In Nigeria, factory inspectors have reported the discovery of maggots and cockroaches in counterfeit food production plants. Adulterated fertilizer, in which the original product is mixed with other substances, regularly kills the country’s crops. Nigeria’s government has pushed subsidies to encourage local growers, but with experts claiming less than 20 percent of the food available in the country is safe for consumption, it’s hard to say the policy is bearing (edible) fruit.
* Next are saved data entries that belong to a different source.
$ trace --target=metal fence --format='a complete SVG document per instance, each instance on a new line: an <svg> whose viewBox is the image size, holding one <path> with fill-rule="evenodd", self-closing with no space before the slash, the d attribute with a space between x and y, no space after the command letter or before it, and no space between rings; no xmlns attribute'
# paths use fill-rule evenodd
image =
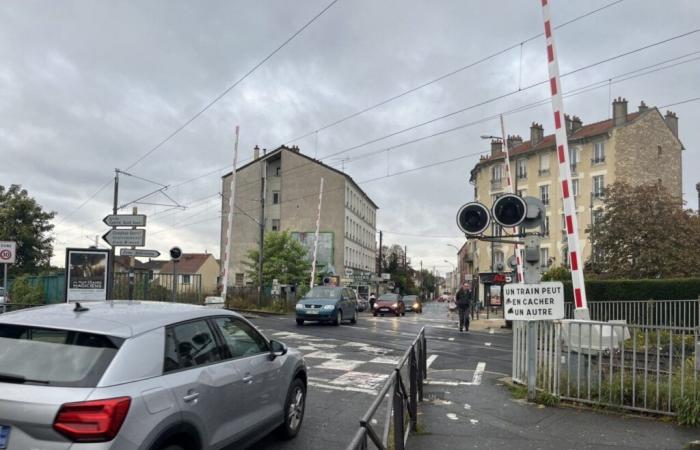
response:
<svg viewBox="0 0 700 450"><path fill-rule="evenodd" d="M255 286L229 287L226 295L226 306L239 311L294 312L296 302L296 293L283 289L279 295L272 295L270 286L265 287L262 296L258 294L258 288Z"/></svg>
<svg viewBox="0 0 700 450"><path fill-rule="evenodd" d="M574 304L564 304L566 318L573 319ZM700 326L700 299L615 300L588 302L592 320L625 320L637 325Z"/></svg>
<svg viewBox="0 0 700 450"><path fill-rule="evenodd" d="M405 448L410 432L418 431L418 402L423 401L423 382L428 374L427 353L422 328L360 420L360 429L347 450ZM374 426L374 417L382 413L383 426Z"/></svg>
<svg viewBox="0 0 700 450"><path fill-rule="evenodd" d="M134 288L132 299L134 300L155 300L173 301L173 291L175 291L175 301L177 303L204 302L202 292L202 276L173 275L171 273L152 274L150 272L134 272ZM184 283L183 281L187 281ZM129 274L127 272L116 272L114 274L114 294L115 299L126 300L129 298Z"/></svg>
<svg viewBox="0 0 700 450"><path fill-rule="evenodd" d="M536 386L563 400L677 415L700 403L700 328L538 322ZM513 380L528 377L527 325L513 323Z"/></svg>

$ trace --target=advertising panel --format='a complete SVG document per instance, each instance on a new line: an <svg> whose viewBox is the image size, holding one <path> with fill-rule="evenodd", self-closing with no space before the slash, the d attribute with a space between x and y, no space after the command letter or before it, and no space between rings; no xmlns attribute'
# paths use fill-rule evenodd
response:
<svg viewBox="0 0 700 450"><path fill-rule="evenodd" d="M109 250L66 249L66 301L107 300Z"/></svg>
<svg viewBox="0 0 700 450"><path fill-rule="evenodd" d="M299 232L293 231L290 233L292 238L301 243L301 246L306 250L306 260L311 262L314 256L314 241L316 233L313 231ZM328 266L333 264L333 233L320 232L318 233L318 250L316 251L316 265Z"/></svg>

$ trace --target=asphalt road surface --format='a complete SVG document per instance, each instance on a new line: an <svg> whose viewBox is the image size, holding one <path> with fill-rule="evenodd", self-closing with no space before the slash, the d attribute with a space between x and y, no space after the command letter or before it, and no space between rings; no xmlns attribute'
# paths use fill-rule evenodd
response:
<svg viewBox="0 0 700 450"><path fill-rule="evenodd" d="M302 430L291 441L269 436L256 449L342 449L352 440L359 420L422 327L426 329L431 376L464 370L508 376L512 341L502 322L494 330L459 333L457 318L444 303L430 303L423 314L372 317L362 313L356 325L297 326L293 316L254 318L270 338L300 349L309 366L309 391ZM477 328L473 326L472 328ZM471 376L471 375L470 375ZM437 381L439 382L439 381ZM377 414L378 427L384 422Z"/></svg>

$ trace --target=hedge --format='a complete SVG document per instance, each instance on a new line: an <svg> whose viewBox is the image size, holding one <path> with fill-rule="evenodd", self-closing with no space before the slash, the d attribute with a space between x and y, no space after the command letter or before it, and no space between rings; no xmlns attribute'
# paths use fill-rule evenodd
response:
<svg viewBox="0 0 700 450"><path fill-rule="evenodd" d="M586 281L588 301L688 300L700 297L700 278ZM573 302L571 281L564 282L564 299Z"/></svg>

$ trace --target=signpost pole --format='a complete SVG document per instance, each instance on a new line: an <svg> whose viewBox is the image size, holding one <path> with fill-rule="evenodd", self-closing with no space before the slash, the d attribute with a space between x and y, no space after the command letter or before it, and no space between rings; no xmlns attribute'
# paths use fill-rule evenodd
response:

Elsewhere in Africa, companies routinely employ chemicals such as formaldehyde – which is normally used to store human remains and has been classified as carcinogenic by several health authorities – to preserve meat and fish. Aflatoxin, which is caused by mold and can lead to liver cancer, remains endemic in crops across the continent. Now, at least, certain products are being developed to curb its spread.

Deadly Outbreaks Do Happen

Yet the most glaring example of Africa’s food quality deficit has come in South Africa, the second-biggest economy on the continent. The country has been gripped by an outbreak of listeriosis, a deadly disease that has spread to Europe and Australia and has claimed hundreds of lives since it erupted 18 months ago. In March, the source was traced to a processed meat factory in the northern city of Polokwane. And yet, four months on, there is still no official word on the cause of the initial outbreak. The inability to address major public health threats helps explain why analysts condemn South Africa for its outdated food safety legislation and chronic shortage of inspectors.

The problems in Nigeria, South Africa and Kenya collectively demonstrate the harsh reality that achieving food security requires far more than producing adequate supply. Countries need to provide good governance while using all of the means at their disposal to eradicate corruption. Among other factors, that requires making sure that regulatory agencies have sufficient manpower to tackle illicit trade and establishing more effective ways to test food products. Africans have the same right to clean, safe food that those in the Global North have the luxury of taking for granted.